Aneurysmal SAH is a catastrophic condition, affecting 30,000 individuals in the United States every year. Most of these individuals (60%) either die or suffer permanent disability; 50% of survivors with favorable outcomes experience considerable neuropsychological dysfunction. Cerebral vasospasm (i.e., narrowing of proximal arterial segments) complicates 20-50% of cases and is the major cause of death and disability associated with aneurysmal SAH.

  • Family History. People who have a family history of brain aneurysms are more likely to have an aneurysm than those who don’t.
  • Previous Aneurysm. People who have had a brain aneurysm are more likely to have another.
  • Gender. Women are more likely to develop a brain aneurysm or to suffer a subarachnoid hemorrhage.
  • Race. African Americans are more likely than whites to have a subarachnoid hemorrhage.
  • Hypertension. The risk of subarachnoid hemorrhage is greater in people with a history of high blood pressure (hypertension).
  • Smoking.

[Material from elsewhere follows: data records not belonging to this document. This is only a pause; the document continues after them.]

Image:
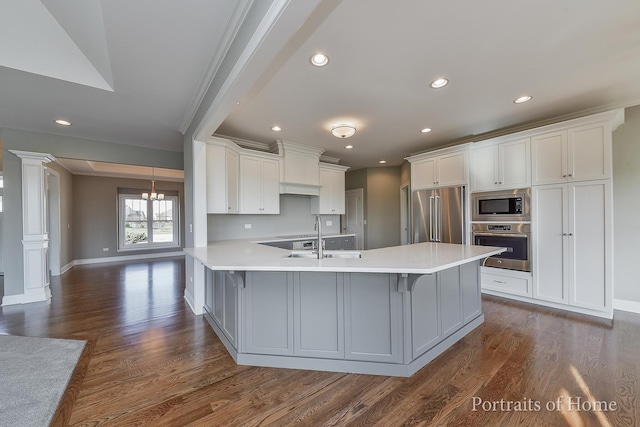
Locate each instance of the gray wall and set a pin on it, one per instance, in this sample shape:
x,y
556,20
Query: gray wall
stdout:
x,y
295,218
95,214
381,188
626,206
58,146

In addition to being a cause of hypertension, the use of cigarettes may greatly increase the chances of a brain aneurysm rupturing.
Most brain aneurysms cause no symptoms and may only be discovered during tests for another, usually unrelated, condition. In other cases, an unruptured aneurysm will cause problems by pressing on areas in the brain. When this happens, the person may suffer from severe headaches, blurred vision, changes in speech, and neck pain, depending on what areas of the brain are affected and how bad the aneurysm is.

Symptoms of a ruptured brain aneurysm often come on suddenly.

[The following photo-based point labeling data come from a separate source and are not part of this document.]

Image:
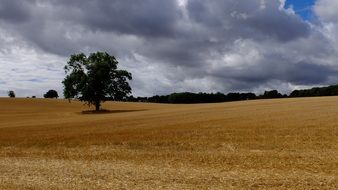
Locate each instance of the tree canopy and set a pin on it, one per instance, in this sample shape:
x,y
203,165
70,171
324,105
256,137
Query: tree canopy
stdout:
x,y
51,94
95,78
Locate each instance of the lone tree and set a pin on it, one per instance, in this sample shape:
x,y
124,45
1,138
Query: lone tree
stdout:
x,y
11,94
95,79
51,94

A sudden, severe headache that is different from past headaches.

  • Neck pain.
  • Nausea and vomiting.
  • Sensitivity to light.
  • Fainting or loss of consciousness.
  • Seizures.
Prehospital care should include assessment of vital signs and neurological status. Airway, breathing, and circulation should be addressed with endotracheal intubation, if necessary, and establishment of intravenous access.

Microsurgical techniques focus on exclusion of the aneurysm from the cerebral circulation and reduction of mass effects on adjacent structures. Various approaches have been developed and tailored to the anatomy and location of the aneurysm. A surgical clip usually is placed across the aneurysm neck with preservation of the parent vessel, eliminating any aneurysmal rests that may redevelop subsequently. Alternative surgical techniques involve proximal or Hunterian ligation, wrapping of the aneurysm, or trapping (i.e., a combination of proximal and distal vessel occlusion).

Endovascular Coiling

The other potential and effective microsurgical technique is endovascular coiling. The goal of endovascular coiling is to isolate an aneurysm from the normal circulation without blocking off any small arteries nearby or narrowing the main vessel. Endovascular describes the minimally invasive technique of accessing the aneurysm from within the bloodstream, specifically during angiography (see Angiogram). The bloodstream is entered through the large femoral artery in the upper leg (groin area). A flexible catheter is advanced from the femoral artery to one of four arteries in the neck that lead to the brain. While viewing an x-ray monitor, called a fluoroscope, the doctor steers the catheter through the blood vessels. A special dye injected into the bloodstream makes the blood vessels visible on the monitor. The result is a kind of roadmap of the arteries.

Once the catheter reaches the aneurysm, a very thin platinum wire is inserted. The wire coils up as it enters the aneurysm and is then detached. Multiple coils are packed inside the dome to block normal blood flow from entering. Over time, a clot forms inside the aneurysm, effectively removing the risk of aneurysm rupture. Coils remain inside the aneurysm permanently.

Coils are made of platinum and other materials, and come in a variety of shapes, sizes, and coatings that promote clotting. Wide-neck aneurysms may be more difficult to occlude with these devices. Other materials, such as balloons or glue, also may be used. Complications include vessel perforation, hemorrhage, or distal thromboembolism.